Our findings also highlight specific aspects of provider-patient interactions that would support re-structuring services to meet experiential needs rather than purely medical ones. For example, the importance placed upon when my clinician does (or does not): respect me as a person; listen and understand me; take me seriously; consider my preferences and priorities; give me the information that I need; take time to be open and honest. This suggests incongruity between the patient perspective and the systems and services designed to address their needs. Our findings re-iterate the needs for patients to be informed. The UK General Medical Council (GMC) affirms that patients have the right to be involved, and supported, in treatment decisions, and encourage doctors to discuss and find out what matters to patients, rather than make assumptions about what needs to be known[25]. In the context of treatment morbidity from mesh surgery[13], the failure to recognise, acknowledge and apologise for harm is an important message, supported by our data. The clinician’s duty of candour stipulates the need to be open and honest if things go wrong. Guidance from the GMC and Nursing and Midwifery Council confirm that apologising is not admitting legal liability, and that ‘saying sorry is the right thing to do’[26]. It may be that fear of reprisal has been a strong barrier to candour that has contributed to ‘harm’. From a clinical perspective, our findings indicate the potential harms from interventions. The experiences of women from this sample who attributed complications to vaginal mesh surgery raises some important issues for healthcare education, policy, and practice in the context of surgical decision-making [27]. Ongoing developments in the field of urogynaecology include an array of non-surgical approaches such as laser therapy[28], as well as evolving surgical techniques to avoid mesh prosthesis[29] such as periurethral bulking for stress incontinence[30] and native tissue repair for prolapse[31]. Whilst not explicit, this may reflect increasing partnership with patients and valuing their voices in development of novel therapies. New surgical strategies should be thoroughly evaluated to determine impact on quality of life [32].

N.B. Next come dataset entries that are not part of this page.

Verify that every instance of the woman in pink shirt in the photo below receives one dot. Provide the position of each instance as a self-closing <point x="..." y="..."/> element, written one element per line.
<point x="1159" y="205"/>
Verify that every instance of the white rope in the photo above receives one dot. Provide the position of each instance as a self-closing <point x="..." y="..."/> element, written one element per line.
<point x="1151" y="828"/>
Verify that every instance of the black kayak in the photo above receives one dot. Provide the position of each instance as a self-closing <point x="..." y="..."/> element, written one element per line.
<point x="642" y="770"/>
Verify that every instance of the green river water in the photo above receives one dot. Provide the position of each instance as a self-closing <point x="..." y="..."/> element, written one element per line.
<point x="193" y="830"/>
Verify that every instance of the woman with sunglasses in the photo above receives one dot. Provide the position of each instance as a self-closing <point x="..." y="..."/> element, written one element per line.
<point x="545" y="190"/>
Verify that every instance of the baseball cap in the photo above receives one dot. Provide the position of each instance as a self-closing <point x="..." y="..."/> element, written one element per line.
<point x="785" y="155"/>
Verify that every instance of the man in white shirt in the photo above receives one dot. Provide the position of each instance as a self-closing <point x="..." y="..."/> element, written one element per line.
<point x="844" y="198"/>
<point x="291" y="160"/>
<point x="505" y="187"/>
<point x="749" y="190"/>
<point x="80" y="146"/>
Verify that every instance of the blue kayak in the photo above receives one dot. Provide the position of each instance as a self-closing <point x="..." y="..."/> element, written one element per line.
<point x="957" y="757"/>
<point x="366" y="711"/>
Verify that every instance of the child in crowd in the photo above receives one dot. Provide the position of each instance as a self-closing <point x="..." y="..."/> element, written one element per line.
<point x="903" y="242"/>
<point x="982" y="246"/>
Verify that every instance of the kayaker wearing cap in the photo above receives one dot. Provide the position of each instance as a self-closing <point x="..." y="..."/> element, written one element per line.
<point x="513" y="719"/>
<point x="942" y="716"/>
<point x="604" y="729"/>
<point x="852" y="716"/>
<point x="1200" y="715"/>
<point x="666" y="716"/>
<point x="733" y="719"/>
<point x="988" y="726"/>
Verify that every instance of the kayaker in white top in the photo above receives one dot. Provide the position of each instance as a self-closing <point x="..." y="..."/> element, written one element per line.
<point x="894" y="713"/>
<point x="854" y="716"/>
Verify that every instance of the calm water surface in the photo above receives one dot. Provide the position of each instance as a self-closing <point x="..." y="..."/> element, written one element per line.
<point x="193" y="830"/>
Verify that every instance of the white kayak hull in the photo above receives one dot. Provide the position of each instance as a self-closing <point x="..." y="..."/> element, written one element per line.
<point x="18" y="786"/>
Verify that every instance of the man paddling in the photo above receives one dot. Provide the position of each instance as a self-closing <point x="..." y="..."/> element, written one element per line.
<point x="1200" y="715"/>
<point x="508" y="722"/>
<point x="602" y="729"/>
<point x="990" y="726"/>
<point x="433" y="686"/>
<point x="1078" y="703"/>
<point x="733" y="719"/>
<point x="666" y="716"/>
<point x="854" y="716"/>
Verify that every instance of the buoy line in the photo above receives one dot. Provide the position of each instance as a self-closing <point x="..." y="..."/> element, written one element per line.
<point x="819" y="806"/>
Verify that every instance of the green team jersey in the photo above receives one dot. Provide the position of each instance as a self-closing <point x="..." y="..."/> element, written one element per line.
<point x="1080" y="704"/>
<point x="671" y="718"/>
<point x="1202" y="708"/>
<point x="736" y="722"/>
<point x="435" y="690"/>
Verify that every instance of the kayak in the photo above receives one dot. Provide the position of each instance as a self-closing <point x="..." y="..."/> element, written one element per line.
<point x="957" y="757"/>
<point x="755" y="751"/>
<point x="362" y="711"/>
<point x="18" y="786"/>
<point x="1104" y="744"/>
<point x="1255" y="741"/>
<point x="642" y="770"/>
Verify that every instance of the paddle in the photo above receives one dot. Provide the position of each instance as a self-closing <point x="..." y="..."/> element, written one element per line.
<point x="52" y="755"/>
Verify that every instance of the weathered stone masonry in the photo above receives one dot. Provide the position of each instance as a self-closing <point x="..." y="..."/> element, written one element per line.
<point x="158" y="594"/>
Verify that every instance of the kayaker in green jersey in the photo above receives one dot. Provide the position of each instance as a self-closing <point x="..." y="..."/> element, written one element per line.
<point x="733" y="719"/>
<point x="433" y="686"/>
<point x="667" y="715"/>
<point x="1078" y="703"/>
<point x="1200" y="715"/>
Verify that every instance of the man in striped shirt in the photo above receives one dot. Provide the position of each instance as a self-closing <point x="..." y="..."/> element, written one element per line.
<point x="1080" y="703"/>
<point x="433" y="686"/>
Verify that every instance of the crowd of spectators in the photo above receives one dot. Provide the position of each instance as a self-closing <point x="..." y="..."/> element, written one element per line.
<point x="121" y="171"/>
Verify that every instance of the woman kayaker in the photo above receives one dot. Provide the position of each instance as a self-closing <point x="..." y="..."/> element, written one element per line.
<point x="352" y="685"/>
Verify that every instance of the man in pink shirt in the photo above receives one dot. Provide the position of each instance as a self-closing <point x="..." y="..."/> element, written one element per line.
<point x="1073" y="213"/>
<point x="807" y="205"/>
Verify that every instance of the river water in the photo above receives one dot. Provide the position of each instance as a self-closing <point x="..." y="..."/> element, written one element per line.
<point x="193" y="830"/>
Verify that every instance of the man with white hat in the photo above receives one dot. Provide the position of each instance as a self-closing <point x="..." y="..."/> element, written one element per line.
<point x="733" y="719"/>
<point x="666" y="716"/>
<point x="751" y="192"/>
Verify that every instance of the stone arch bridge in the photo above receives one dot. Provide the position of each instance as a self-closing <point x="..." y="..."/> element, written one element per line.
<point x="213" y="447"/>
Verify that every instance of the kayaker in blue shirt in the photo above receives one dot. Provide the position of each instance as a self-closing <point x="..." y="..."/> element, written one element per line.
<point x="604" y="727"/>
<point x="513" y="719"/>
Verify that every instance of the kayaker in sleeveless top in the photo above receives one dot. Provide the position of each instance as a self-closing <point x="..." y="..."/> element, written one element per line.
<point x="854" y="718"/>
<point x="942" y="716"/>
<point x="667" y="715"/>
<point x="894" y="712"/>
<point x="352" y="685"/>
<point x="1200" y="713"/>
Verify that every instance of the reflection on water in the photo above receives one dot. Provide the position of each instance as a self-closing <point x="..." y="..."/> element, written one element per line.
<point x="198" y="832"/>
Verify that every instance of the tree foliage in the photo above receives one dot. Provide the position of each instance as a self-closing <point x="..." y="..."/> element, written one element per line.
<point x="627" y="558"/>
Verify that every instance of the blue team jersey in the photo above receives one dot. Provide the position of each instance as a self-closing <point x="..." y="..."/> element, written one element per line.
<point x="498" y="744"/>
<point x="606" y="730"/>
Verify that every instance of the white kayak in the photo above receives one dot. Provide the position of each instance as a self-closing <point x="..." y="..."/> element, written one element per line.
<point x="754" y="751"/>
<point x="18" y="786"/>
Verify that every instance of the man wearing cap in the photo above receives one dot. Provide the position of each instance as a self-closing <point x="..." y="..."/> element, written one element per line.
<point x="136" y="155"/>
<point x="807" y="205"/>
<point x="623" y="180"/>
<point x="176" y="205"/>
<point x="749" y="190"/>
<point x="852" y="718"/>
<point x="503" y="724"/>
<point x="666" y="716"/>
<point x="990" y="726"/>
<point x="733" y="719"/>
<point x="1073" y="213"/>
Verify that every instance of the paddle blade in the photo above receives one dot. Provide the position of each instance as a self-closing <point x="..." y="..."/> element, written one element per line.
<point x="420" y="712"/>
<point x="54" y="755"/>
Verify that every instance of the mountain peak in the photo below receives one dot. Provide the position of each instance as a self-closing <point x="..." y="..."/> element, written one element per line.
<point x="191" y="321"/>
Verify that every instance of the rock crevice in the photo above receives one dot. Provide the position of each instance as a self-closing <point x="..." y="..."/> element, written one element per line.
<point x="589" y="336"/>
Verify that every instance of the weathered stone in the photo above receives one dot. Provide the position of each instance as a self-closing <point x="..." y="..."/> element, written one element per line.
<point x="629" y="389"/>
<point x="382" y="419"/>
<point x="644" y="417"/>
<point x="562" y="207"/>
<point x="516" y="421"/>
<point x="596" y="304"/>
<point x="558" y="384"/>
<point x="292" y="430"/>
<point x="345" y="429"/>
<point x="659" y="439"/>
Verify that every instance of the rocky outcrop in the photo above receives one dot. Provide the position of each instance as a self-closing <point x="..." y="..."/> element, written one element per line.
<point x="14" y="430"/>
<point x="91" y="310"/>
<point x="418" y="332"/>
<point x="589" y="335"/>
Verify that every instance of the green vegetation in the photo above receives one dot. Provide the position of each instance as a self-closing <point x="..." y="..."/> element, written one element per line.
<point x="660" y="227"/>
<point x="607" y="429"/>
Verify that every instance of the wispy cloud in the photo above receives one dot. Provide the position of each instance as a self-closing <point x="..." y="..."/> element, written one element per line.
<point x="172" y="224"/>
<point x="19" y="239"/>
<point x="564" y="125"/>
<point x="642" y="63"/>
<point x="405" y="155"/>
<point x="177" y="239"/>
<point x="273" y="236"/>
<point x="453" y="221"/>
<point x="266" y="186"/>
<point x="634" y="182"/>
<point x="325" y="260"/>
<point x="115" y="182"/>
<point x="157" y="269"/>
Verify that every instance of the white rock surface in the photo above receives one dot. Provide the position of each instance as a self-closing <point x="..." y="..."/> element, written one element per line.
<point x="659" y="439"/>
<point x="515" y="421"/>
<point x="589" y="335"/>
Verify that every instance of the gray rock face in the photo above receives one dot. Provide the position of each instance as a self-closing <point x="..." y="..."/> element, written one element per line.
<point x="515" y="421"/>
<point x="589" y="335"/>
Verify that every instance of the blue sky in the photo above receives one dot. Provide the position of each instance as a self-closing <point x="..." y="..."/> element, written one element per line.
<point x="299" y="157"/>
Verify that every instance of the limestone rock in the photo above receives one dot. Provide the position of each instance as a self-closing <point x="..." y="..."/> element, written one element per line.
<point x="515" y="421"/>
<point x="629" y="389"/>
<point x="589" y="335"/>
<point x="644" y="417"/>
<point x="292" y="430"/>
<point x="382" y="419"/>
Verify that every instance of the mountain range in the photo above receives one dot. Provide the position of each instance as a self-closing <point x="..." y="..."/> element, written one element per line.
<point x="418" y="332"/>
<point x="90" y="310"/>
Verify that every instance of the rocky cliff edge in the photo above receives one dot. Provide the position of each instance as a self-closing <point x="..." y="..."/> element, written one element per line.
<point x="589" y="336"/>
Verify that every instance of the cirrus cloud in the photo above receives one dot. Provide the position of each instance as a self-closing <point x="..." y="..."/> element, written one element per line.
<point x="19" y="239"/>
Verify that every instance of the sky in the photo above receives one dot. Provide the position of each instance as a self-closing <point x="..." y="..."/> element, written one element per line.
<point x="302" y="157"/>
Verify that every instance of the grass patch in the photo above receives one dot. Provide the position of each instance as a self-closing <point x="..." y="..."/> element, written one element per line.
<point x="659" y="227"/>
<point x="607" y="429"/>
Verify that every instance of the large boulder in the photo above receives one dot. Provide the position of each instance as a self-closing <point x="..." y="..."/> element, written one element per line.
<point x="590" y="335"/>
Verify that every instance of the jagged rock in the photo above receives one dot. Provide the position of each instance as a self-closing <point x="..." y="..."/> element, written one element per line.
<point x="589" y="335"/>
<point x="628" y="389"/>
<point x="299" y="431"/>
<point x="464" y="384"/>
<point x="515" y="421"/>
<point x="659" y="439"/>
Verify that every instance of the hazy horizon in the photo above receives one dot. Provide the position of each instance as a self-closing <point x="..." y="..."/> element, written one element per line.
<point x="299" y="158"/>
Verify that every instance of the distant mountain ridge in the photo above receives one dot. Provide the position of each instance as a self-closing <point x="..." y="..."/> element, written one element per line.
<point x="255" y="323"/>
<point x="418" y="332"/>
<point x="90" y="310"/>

A recent review[33] recommends the inclusion of patient perspectives in the assessment of pelvic-floor symptoms and the NIHR has recently commissioned a study to develop a PROM for use in evaluating the outcomes of surgical treatment of pelvic organ prolapse and stress urinary incontinence (NIHR - HTA 21/583). Our findings highlight issues that would be important to consider. Mishler reminds us that the purpose of asking questions is, quite simply, ‘to understand what respondents mean by what they say’[34]. As such, it is essential to remember that quantifiable outcome measures can only ever be a proxy for lived experience.

Conclusions

Our findings highlight the impact of shame and stigma on health and recovery. Shame is embedded in socio-cultural experiences that transcend outcome measurement and require wider social change. Our findings support the need for education and openness about urogynaecological conditions and indicate that a culture of shame can be detrimental to treatment access and outcome, and has the potential to cause harm. Recent media coverage indicates a positive move towards openness. Further research is needed to explore the nuanced experience of marginalised groups.